New Delhi: GAIL (India) Ltd on Thursday completed financing of a petrochemical complex based in north east, a major milestone for a project that was planned more than two decades ago, its chairman B. C. Thripathi said.
After facing repeated delays since 1985 due to various reasons including lack of feedstock, India in 2007 formed a new firm—Brahmaputra Cracker and Polymer Ltd (BCPL)—to execute the Rs54.61-billion project in Assam.
GAIL has 70% stake in BCPL while Oil India Ltd, Numaligarh Refinery Ltd and Assam government together own the rest.
The 280,000-tonne-a-year project would be commissioned by April 2012, Tripathi said.
A debt of Rs17.56 billion has been tied up from a consortium of bankers led by state-run Punjab National Bank at an annual floating rate of 11%, he said.

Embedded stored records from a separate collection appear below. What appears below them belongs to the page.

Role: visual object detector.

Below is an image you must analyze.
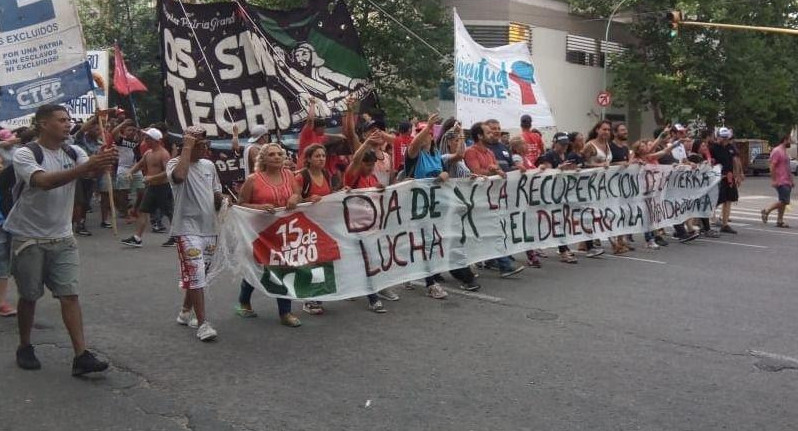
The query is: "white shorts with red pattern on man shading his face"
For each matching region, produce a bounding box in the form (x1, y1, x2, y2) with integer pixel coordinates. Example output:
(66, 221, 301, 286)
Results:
(177, 235, 216, 290)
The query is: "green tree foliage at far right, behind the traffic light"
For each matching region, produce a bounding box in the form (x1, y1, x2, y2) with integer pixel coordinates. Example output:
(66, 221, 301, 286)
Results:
(571, 0, 798, 139)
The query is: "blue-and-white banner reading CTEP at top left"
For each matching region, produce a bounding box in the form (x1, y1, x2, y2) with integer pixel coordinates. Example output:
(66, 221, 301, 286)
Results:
(0, 0, 93, 120)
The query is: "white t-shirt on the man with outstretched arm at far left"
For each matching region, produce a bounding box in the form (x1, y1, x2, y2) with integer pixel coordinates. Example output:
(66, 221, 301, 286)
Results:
(3, 145, 89, 239)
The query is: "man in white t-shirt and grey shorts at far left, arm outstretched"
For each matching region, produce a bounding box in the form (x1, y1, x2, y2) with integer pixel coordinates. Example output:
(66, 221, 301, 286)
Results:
(4, 105, 117, 376)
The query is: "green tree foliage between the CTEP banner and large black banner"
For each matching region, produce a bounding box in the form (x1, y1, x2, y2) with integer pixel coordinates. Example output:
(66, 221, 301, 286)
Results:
(78, 0, 163, 125)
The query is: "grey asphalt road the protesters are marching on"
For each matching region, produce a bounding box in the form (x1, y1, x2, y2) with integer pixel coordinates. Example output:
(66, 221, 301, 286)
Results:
(0, 178, 798, 430)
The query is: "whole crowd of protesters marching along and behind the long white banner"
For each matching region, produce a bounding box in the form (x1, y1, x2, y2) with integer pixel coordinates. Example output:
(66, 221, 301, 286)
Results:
(0, 100, 793, 375)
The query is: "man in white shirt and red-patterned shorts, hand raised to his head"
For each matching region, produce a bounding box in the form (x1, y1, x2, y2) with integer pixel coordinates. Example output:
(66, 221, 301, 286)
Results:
(166, 126, 222, 341)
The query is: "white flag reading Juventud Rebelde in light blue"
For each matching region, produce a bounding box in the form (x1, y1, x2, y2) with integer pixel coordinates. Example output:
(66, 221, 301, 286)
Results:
(454, 13, 555, 128)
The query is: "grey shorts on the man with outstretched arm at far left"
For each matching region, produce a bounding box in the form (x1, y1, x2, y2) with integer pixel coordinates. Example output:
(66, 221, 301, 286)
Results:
(11, 237, 80, 301)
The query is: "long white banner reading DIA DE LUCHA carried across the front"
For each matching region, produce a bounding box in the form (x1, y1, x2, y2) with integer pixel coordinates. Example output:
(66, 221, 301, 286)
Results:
(219, 165, 720, 301)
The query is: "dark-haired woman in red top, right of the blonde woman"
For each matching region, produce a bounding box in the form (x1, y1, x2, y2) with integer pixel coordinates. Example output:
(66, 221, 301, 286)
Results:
(294, 144, 333, 315)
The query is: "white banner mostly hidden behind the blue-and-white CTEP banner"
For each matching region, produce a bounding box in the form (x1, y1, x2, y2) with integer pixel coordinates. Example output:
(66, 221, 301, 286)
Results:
(0, 50, 110, 129)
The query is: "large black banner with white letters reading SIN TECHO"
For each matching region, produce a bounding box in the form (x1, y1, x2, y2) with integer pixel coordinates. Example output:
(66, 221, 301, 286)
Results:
(158, 0, 376, 137)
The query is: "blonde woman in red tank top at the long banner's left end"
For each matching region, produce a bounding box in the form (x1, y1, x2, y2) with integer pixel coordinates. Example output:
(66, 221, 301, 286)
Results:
(236, 144, 302, 328)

The remaining debt component of Rs3.27 billion has been raised from the Oil Industry Development Board and the government has given Rs9.09 billion as feedstock subsidy, he said.
He said Oil India will supply 6 million cubic metres a day (mmscmd) of gas for the project, while Numaligarh Refinery will supply 160,000 tonnes of naphtha as feedstock for the project.
“The balance feedstock requirement of 1.3 MMSCMD of gas up to 2012 and 1 MMSCMD thereafter is considered from ONGC (Oil and Natural Gas Corp),” he said.
The petrochemical complex will comprise an ethylene cracker unit, downstream polymer and integrated off-site utilities plants.